PyData Global 2022

How to Eliminate the I/O Bottleneck and Continuously Feed the GPU While Training in the Cloud
12-02, 17:30–18:00 (UTC), Talk Track I

Model training is a time-consuming, data-intensive, and resource-hungry phase in machine learning, with much use of storage, CPUs, and GPUs. The data access pattern in training requires frequent I/O of a massive number of small files, such as images and audio files. With the advancement of distributed training in the cloud, it is challenging to maintain the I/O throughput to keep expensive GPUs highly utilized without waiting for access to data. The unique data access patterns and I/O challenges associated with model training compared to traditional data analytics necessitate a change in the architecture of your data platform.

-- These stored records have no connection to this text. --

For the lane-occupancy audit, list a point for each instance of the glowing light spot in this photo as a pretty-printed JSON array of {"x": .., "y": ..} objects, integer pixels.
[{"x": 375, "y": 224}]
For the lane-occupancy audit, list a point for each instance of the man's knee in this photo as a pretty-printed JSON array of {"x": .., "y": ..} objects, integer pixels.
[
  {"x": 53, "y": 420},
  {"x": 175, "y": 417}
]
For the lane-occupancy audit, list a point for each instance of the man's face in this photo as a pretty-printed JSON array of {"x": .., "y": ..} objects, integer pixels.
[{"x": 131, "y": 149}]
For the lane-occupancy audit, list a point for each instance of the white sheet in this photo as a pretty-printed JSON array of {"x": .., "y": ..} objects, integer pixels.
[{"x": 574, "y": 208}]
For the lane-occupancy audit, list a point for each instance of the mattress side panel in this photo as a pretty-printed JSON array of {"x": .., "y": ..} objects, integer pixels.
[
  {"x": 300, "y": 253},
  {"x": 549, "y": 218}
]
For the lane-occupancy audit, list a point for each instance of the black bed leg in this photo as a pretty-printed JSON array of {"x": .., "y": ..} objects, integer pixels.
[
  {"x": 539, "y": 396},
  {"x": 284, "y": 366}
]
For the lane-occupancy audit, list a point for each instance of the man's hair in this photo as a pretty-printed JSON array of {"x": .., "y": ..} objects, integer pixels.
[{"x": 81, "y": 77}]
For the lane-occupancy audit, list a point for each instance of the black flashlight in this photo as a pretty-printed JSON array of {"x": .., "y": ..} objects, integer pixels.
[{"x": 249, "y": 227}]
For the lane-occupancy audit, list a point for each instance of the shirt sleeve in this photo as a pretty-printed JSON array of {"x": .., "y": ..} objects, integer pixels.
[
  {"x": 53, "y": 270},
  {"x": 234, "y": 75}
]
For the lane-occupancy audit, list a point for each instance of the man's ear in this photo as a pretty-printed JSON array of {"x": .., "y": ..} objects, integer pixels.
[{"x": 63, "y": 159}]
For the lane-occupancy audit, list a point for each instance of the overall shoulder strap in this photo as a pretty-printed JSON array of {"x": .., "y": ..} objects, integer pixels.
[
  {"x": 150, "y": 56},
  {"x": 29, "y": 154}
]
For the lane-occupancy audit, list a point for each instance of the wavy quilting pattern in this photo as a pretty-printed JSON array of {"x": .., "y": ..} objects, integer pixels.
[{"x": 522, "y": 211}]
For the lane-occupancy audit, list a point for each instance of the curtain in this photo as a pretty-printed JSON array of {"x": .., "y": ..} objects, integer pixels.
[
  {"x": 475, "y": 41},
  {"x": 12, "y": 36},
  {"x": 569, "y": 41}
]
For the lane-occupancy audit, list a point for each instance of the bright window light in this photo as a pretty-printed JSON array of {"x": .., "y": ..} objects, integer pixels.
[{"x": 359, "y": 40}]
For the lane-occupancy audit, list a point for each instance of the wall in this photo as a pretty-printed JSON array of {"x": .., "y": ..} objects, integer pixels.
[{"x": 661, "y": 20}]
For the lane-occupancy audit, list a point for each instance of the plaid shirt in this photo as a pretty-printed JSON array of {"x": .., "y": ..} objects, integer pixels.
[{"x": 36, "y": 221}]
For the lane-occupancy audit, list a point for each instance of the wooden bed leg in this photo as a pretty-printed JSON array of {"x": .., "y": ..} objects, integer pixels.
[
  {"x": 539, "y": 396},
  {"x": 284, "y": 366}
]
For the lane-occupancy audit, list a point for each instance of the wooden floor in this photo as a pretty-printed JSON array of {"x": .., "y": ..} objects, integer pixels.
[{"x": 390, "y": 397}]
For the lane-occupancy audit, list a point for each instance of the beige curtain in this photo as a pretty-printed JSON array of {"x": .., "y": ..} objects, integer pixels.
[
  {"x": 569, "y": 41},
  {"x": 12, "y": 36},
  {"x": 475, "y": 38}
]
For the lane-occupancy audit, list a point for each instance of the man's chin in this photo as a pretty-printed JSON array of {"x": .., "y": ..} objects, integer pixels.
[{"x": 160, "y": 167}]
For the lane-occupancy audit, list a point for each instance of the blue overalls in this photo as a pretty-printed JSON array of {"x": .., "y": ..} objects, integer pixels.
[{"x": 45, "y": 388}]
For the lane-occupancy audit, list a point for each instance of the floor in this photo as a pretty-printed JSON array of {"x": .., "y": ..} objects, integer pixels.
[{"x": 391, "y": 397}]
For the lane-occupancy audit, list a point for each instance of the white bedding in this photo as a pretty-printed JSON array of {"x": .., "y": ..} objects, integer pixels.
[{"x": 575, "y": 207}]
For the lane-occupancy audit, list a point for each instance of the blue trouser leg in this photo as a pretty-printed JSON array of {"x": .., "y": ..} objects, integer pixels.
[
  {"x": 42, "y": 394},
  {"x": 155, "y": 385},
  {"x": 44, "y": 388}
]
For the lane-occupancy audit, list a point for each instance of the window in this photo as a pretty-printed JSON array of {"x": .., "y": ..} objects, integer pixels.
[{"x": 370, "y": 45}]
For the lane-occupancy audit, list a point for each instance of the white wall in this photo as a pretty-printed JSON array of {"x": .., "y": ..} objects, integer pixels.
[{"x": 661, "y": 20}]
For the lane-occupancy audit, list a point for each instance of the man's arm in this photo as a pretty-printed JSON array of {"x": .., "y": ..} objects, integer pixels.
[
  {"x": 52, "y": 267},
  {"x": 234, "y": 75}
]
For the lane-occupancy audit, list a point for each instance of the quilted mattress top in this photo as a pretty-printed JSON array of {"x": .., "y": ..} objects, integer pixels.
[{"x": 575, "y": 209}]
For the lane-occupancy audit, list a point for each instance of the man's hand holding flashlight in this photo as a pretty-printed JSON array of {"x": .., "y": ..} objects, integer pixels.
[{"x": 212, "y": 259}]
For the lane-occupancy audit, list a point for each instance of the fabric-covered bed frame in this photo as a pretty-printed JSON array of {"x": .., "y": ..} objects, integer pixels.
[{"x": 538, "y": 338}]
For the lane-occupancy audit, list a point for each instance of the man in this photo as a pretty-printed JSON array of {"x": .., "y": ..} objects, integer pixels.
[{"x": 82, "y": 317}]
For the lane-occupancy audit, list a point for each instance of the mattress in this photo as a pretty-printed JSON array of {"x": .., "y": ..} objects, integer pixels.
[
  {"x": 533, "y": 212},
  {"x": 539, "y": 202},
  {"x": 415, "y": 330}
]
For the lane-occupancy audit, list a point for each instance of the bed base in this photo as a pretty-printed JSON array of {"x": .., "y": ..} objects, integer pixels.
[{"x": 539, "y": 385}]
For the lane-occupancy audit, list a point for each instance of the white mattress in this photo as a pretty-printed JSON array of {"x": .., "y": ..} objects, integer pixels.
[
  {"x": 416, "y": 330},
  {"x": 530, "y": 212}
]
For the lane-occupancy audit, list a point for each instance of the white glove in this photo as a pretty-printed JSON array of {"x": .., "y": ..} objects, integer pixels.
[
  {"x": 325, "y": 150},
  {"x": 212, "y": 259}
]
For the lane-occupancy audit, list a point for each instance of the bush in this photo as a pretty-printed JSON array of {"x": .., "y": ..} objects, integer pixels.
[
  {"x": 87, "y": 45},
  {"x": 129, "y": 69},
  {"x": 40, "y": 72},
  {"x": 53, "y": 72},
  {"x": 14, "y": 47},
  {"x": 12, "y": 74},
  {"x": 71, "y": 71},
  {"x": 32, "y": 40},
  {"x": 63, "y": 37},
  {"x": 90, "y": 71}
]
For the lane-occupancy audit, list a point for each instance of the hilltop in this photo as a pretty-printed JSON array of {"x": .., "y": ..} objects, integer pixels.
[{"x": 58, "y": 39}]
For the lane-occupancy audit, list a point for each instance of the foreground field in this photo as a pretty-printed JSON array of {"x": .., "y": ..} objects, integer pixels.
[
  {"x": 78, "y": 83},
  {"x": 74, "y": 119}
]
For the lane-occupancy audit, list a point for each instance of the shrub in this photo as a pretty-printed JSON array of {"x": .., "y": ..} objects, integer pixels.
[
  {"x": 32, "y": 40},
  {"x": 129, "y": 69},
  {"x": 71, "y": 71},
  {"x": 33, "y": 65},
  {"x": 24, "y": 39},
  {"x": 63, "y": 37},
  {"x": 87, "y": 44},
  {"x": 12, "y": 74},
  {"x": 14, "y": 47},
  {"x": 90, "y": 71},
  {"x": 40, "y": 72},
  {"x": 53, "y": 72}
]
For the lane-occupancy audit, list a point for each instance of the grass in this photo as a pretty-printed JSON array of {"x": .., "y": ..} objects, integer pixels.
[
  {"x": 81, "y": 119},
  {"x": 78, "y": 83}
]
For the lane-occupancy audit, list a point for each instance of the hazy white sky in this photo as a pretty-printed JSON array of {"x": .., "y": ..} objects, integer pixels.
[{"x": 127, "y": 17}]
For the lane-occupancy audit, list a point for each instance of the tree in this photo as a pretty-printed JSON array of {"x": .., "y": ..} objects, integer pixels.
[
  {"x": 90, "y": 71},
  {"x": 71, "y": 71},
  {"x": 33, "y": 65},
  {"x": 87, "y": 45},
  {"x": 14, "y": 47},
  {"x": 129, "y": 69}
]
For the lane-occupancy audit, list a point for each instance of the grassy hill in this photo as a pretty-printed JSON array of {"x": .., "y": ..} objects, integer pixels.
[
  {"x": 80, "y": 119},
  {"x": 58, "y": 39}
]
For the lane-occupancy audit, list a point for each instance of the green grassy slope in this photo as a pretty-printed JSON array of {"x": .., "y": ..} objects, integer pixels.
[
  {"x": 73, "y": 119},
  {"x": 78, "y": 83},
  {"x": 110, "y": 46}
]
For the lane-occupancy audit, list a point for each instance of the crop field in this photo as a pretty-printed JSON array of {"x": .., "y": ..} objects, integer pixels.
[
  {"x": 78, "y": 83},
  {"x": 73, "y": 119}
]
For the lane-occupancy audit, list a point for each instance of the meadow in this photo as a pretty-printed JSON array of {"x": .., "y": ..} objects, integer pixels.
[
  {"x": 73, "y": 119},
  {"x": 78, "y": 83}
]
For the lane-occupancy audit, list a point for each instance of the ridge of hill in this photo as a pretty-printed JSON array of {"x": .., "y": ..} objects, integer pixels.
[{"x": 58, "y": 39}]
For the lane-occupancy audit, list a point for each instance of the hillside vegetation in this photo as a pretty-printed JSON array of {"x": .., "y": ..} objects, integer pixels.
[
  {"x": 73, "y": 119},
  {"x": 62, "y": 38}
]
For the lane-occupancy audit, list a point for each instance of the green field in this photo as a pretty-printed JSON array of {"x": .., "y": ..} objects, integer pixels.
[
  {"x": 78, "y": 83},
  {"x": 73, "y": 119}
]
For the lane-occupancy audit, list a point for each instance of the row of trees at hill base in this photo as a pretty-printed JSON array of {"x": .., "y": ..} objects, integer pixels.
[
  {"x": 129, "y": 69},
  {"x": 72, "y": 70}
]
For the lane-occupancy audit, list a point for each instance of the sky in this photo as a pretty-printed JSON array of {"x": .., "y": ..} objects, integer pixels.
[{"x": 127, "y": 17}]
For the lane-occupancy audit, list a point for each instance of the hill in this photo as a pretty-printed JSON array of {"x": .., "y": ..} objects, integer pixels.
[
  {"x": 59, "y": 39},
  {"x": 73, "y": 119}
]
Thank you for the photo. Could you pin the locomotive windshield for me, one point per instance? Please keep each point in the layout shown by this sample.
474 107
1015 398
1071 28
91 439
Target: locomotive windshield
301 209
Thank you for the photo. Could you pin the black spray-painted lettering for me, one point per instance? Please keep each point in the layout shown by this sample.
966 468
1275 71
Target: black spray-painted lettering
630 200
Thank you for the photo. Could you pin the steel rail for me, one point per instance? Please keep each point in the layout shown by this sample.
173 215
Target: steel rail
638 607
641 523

In this talk, Lu Qiu will introduce a new architecture to optimize I/O in the entire data pipeline and maintain the throughput required by the GPU. Also, she will share how to implement this new architecture in Kubernetes for Pytorch workloads in the public cloud.


Prior Knowledge Expected

Previous knowledge expected

Lu Qiu is a machine learning engineer at Alluxio and is a PMC maintainer of the open source project Alluxio. Lu develops big data solutions for AI/ML training. Before that, Lu was responsible for core Alluxio components including leader election, journal management, and metrics management. Lu receives an M.S. degree from George Washington University in Data Science.